Quick spoilers for last night’s Top Chef All-Stars coming up:
In last night’s finale, Richard Blais and Mike Isabella flung foie gras ice cream against pepperoni sauce in the Top Chef All-Stars final round. Two four-course meals later, the Toppest Chef of all time is…
Richard! Which means we were spared the sight of a final, horrible nervous breakdown of self-loathing, as the perpetually stressed-out molecular gastronome finally got to relax.
As with any Top Chef finale in which one contestant does not obviously implode, it was hard for me to judge whether the right man won, based on the meals alone, simply because it’s hard to separate the actual menus and execution from the inevitable editing and misdirection for suspense.
On the basis of the entire season, though, I’m happy with the call. I haven’t been a huge Isabella fan: the chicken-oyster controversy aside, his cooking has just seemed good but not especially imaginative. He impressed me, though, by finding another gear this season and competing strongly within his strengths. Still, episode by episode, it’s seemed plain that Richard was competing on Top Chef and Mike was competing on Top Cook.
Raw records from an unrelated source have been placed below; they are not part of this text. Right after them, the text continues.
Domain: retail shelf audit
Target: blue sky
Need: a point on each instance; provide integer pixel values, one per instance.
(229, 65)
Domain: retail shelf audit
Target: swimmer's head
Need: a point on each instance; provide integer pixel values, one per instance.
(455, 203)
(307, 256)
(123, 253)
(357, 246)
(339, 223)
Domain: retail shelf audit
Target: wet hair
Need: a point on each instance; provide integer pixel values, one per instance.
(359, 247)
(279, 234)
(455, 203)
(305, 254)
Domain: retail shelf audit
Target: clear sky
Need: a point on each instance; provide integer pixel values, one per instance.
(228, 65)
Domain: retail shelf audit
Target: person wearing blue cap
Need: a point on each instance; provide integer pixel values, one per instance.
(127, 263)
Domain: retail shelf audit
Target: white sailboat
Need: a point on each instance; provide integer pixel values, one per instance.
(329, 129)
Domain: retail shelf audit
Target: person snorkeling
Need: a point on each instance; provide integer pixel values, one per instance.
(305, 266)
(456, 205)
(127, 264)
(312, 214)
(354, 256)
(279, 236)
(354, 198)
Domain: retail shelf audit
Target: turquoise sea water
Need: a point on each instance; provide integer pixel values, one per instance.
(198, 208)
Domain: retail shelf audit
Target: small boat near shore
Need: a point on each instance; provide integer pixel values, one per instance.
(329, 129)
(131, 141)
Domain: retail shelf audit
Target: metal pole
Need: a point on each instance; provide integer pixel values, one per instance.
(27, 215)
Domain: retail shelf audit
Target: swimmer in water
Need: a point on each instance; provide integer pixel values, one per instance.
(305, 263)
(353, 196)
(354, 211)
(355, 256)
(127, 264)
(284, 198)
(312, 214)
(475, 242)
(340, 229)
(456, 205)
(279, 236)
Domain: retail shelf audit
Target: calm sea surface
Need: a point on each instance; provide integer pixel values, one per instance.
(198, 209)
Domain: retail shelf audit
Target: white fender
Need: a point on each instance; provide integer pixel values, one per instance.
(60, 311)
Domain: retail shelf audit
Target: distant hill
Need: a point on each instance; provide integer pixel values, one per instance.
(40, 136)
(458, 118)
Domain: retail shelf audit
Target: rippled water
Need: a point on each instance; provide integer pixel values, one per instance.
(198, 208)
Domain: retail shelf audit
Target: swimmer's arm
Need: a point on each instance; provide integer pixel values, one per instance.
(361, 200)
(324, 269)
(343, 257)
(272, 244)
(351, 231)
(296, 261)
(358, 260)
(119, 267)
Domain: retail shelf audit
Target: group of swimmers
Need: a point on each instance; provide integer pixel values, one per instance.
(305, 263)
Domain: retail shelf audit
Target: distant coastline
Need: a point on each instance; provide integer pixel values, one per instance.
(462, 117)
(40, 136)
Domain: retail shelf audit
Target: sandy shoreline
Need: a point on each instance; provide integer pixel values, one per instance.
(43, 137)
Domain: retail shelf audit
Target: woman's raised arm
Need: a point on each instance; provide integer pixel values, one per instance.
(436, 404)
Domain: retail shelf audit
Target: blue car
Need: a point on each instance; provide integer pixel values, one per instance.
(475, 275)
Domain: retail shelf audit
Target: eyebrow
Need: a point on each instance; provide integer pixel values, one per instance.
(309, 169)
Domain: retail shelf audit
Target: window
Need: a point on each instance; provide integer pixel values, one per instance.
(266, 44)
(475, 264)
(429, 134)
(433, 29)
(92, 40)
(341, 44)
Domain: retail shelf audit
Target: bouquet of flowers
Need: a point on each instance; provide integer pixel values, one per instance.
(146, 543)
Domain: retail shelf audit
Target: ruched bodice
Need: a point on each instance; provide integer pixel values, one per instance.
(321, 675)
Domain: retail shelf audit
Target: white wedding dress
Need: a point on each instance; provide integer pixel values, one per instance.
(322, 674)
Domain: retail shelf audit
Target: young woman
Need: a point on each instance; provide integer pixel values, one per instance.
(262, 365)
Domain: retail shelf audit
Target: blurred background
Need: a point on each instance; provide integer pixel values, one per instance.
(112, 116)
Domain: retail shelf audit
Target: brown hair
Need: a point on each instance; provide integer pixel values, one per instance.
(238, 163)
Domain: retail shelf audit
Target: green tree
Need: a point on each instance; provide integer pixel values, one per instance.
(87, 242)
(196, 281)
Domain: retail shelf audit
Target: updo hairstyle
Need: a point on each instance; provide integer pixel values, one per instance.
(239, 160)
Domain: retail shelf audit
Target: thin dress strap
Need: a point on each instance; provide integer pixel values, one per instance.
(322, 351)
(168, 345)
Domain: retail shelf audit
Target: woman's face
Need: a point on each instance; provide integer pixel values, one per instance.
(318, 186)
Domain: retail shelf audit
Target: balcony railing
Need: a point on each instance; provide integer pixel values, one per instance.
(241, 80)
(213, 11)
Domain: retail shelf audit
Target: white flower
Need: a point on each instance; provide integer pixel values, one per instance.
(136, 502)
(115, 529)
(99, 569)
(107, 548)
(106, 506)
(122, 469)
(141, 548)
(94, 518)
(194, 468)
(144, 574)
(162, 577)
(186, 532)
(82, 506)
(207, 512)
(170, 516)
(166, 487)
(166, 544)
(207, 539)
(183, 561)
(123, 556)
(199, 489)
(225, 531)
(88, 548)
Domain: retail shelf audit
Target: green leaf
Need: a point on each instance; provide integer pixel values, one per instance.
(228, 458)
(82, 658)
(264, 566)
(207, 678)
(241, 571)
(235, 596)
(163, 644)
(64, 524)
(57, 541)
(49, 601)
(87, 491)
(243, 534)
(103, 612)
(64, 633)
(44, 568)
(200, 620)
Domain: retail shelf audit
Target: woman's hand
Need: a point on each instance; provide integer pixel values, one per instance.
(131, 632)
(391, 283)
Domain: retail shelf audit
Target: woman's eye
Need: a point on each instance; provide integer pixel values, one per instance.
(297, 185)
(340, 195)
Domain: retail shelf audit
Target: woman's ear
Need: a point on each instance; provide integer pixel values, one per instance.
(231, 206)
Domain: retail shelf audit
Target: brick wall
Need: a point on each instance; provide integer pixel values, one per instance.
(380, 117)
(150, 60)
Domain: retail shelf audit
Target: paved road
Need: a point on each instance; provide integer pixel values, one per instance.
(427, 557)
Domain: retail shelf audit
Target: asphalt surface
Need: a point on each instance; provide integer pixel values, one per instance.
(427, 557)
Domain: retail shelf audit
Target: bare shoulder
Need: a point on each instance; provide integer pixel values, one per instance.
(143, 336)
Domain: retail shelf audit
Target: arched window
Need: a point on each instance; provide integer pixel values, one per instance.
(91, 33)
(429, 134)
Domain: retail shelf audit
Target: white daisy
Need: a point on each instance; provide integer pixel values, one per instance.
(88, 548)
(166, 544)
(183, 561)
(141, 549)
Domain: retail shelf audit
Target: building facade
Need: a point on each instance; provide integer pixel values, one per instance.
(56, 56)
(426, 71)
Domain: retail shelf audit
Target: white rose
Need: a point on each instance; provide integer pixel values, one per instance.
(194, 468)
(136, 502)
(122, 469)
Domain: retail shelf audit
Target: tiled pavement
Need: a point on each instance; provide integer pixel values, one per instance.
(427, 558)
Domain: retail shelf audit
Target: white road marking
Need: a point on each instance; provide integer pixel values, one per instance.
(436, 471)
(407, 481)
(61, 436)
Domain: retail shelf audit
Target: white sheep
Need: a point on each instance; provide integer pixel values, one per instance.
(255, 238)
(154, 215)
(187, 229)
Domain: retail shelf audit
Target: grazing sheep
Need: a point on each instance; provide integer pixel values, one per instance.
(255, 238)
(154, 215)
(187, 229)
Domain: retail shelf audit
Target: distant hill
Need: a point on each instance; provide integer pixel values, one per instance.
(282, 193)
The most telling example for me was the meat course, in which both men produced a lacquered, braised piece of red meat—short ribs for Richard and pork shoulder for Mike. Yet the dish was considered a triumph for Mike while just a well-executed shoulder-shrug for Richard. Now it may well have been that Mike’s pork was delicious and the better of the two dishes. But the takeaway was that a great piece of comfort food was the pinnacle of what Mike could be expected to achieve, while it was a relative letdown by Richard’s standards. Which seems about right; whoever won that round, the course also showed that Richard could reasonably compete on Mike’s turf, while you could never imagine Mike doing the reverse.
But even if that’s true—even if you accept that Richard would beat Mike on both their best days—it didn’t seem like the final meal was Richard’s best day. It would have been more satisfying to see him absolutely crush it, but again, I can’t say whether it was a really close call—if it could have gone either way and the judges swung the vote to Richard because he was supposed to win—or if it was just editing.
As it was, the most interesting dish Richard presented was his (seemingly) least successful. Foie gras ice cream is like Top Chef matter vs. antimatter: foie gras (next to bacon) is one of those ingredients that usually guarantees praise, while desserts regularly trip up the best of chefs. Honestly, I’d have love to have tried the ice cream: if pork lard can make a rich pie crust, unctuous foie gras should make a sleek, custardy ice cream. But not in the dish’s first iteration, which looked like cat food—at some point after the cat had eaten it.
But no need to cry over a dropped scoop of ice cream. Congratulations, Blais. Now, exhale.